Best of luck with the build Damien!


----------



## Bananapeel (Feb 21, 2013)

Oh and just searched 'soldering iron' on the bunning site and first product that came up was a soldering iron kit for $14.67
Not too bad if it's gonna do a couple of tubs.


----------



## Damiieen (Feb 21, 2013)

$60-$70?! 
I just looked on eBay and they were $15 with free shipping haha

I'll have a look at routers, we'll see what happens. 

I'll post pics when I start building in a new thread, listing everything I used and the measurements.


----------



## Damiieen (Feb 21, 2013)

That's not a bad price, might grab one haha


----------



## Damiieen (Feb 21, 2013)

Also, what wattage heat cord should I need for a temp of 35c maximum, will mostly be at 32-33c


----------



## Jacknife (Feb 21, 2013)

I run an 8watt 2m heat cord on two tubs and it can easily get to 40 degrees, thermo keeps it at 30. for 5 tubs a 15watt cord should get you the temps you need...


----------



## Bananapeel (Feb 21, 2013)

Damiieen said:


> $60-$70?!
> I just looked on eBay and they were $15 with free shipping haha
> 
> I'll have a look at routers, we'll see what happens.
> ...



Haha yeah I know they have everything so cheap on ebay but one of the thermometers i had died a few days before i was due to get the snake so couldnt order online. Oh well, i dont mind paying the $60 or so as 1 does every enclosure i will need it for. But yeah it's a hefty price compared to online haha! Best of luck! Can't wait for the thread, will be good to get some info incase I decide to build one!


----------



## Damiieen (Feb 21, 2013)

Thank you badsville! 

I can't wait to build it!


----------



## Damiieen (Mar 3, 2013)

"Perches"

What do people use?
How do you install them?

I was going to drill in from the side but I was wondering if there are any other ways?


----------



## Jungletrans (Mar 3, 2013)

what are you going to keep in them ?


----------



## Damiieen (Mar 3, 2013)

I will have 1 bhp, 1 olive, 1 bredli and a het darwin. Then hopefully a roughie.
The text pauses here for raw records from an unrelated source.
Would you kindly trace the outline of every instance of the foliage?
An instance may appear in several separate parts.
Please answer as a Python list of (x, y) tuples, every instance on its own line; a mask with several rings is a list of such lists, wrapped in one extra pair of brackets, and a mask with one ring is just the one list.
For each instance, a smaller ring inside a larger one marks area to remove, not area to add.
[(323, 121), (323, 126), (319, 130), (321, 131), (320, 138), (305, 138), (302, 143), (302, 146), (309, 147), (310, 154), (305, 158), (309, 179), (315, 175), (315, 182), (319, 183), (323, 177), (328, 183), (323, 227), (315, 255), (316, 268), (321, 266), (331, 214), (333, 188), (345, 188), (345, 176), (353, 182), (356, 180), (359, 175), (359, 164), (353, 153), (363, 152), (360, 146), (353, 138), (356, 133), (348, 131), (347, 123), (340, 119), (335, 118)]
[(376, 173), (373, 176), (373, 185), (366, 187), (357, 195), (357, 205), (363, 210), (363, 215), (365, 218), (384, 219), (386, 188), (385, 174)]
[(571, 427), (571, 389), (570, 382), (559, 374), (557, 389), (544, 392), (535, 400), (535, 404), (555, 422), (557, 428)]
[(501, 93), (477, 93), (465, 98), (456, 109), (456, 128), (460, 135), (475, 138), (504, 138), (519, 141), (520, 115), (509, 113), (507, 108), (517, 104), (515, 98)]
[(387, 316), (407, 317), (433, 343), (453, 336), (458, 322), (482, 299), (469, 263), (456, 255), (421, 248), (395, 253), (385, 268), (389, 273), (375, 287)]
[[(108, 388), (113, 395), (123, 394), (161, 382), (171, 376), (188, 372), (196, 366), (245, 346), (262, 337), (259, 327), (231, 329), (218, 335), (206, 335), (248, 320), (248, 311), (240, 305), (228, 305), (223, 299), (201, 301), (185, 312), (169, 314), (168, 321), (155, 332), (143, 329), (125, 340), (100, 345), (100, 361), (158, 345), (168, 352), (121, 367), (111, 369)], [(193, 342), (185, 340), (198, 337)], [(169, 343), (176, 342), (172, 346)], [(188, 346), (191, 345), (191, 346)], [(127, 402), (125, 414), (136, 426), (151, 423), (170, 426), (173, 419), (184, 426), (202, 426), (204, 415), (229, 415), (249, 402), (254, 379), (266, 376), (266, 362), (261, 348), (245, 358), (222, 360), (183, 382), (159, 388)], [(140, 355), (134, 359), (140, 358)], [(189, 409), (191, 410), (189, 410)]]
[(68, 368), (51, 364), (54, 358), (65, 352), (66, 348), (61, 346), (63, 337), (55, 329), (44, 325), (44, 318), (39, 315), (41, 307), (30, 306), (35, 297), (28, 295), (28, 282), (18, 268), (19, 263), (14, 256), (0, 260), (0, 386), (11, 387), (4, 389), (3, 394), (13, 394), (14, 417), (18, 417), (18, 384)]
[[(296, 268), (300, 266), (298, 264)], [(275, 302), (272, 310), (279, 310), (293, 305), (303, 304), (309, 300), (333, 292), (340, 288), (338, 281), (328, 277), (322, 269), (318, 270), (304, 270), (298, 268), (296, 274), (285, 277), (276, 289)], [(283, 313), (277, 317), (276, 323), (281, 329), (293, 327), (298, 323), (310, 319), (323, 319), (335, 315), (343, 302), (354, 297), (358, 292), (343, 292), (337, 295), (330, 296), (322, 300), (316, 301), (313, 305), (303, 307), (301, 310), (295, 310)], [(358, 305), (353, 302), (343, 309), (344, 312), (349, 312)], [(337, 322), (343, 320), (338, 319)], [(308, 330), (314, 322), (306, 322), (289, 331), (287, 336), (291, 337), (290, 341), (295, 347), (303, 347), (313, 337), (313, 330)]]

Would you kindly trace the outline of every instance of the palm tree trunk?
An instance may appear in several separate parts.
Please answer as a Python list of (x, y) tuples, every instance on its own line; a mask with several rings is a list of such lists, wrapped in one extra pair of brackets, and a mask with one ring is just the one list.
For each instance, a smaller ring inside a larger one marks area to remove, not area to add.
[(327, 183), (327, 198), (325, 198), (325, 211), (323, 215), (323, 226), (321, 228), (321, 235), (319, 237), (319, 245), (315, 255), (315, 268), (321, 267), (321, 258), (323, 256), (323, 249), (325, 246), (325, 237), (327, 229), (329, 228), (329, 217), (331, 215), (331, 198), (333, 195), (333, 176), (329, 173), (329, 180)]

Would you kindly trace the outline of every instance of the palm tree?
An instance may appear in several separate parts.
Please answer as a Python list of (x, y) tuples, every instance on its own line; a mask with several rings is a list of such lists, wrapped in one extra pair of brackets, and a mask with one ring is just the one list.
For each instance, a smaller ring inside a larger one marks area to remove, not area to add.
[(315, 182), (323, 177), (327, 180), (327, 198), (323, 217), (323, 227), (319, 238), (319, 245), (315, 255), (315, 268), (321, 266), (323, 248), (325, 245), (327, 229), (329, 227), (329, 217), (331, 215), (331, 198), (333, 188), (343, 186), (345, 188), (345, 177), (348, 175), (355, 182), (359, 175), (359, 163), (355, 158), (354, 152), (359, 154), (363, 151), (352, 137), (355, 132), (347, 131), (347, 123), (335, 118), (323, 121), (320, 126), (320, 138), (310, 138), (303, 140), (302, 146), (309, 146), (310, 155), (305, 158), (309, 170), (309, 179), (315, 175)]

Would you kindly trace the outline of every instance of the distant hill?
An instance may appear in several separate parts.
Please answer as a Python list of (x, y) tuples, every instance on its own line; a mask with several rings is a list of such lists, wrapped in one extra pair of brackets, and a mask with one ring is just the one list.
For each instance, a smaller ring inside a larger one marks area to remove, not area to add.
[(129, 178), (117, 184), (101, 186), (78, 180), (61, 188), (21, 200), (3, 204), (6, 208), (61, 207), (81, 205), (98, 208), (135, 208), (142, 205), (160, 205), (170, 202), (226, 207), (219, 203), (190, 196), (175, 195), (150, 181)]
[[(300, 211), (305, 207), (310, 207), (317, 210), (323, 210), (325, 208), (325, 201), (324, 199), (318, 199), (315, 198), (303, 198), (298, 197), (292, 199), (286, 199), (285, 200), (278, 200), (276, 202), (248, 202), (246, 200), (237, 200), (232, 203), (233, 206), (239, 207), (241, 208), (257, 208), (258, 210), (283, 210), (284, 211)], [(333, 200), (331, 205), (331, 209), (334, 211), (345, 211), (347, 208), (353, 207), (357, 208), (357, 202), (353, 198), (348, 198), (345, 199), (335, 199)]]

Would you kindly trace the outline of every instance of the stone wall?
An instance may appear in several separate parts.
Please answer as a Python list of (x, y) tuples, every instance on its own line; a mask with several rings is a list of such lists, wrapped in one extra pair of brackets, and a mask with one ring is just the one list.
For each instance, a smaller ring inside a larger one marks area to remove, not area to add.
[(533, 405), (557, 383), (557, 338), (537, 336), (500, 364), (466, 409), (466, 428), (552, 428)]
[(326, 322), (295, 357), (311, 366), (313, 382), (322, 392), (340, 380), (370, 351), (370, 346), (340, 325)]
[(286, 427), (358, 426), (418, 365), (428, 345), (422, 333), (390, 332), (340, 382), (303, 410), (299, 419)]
I know the bhp and olive won't use the perch but I just want it in there if I decide to use them for another snake along the way. If I drill them in I can just un screw them I guess.


----------



## Madders (Mar 3, 2013)

This thread is great. I've got no idea about any of your questions but I intend to build my own rack soon so ill comment and make it easier to find  hope your build goes well!


----------



## RSPcrazy (Mar 3, 2013)

Damiieen said:


> I will have 1 bhp, 1 olive, 1 bredli and a het darwin. Then hopefully a roughie.
> 
> I know the bhp and olive won't use the perch but I just want it in there if I decide to use them for another snake along the way. If I drill them in I can just un screw them I guess.



Why would you think the olive won't use the sticks? Olives are big climbers, mine spend around 80% of there time on there sticks.

I screw the sticks into my tubs.


----------



## reptalica (Mar 3, 2013)

Bananapeel said:


> Oh and just searched 'soldering iron' on the bunning site and first product that came up was a soldering iron kit for $14.67
> Not too bad if it's gonna do a couple of tubs.



Should do more than a couple of jobs. Soldering irons are just one of those tools that just keep going.............and going. No moving parts.

Zoo-Med's are $49 at Amazing Amazon.


----------



## Jacknife (Mar 9, 2013)

I use two pieces of 9mm dowell diagonally like an X about 50mm from the top of the tub


----------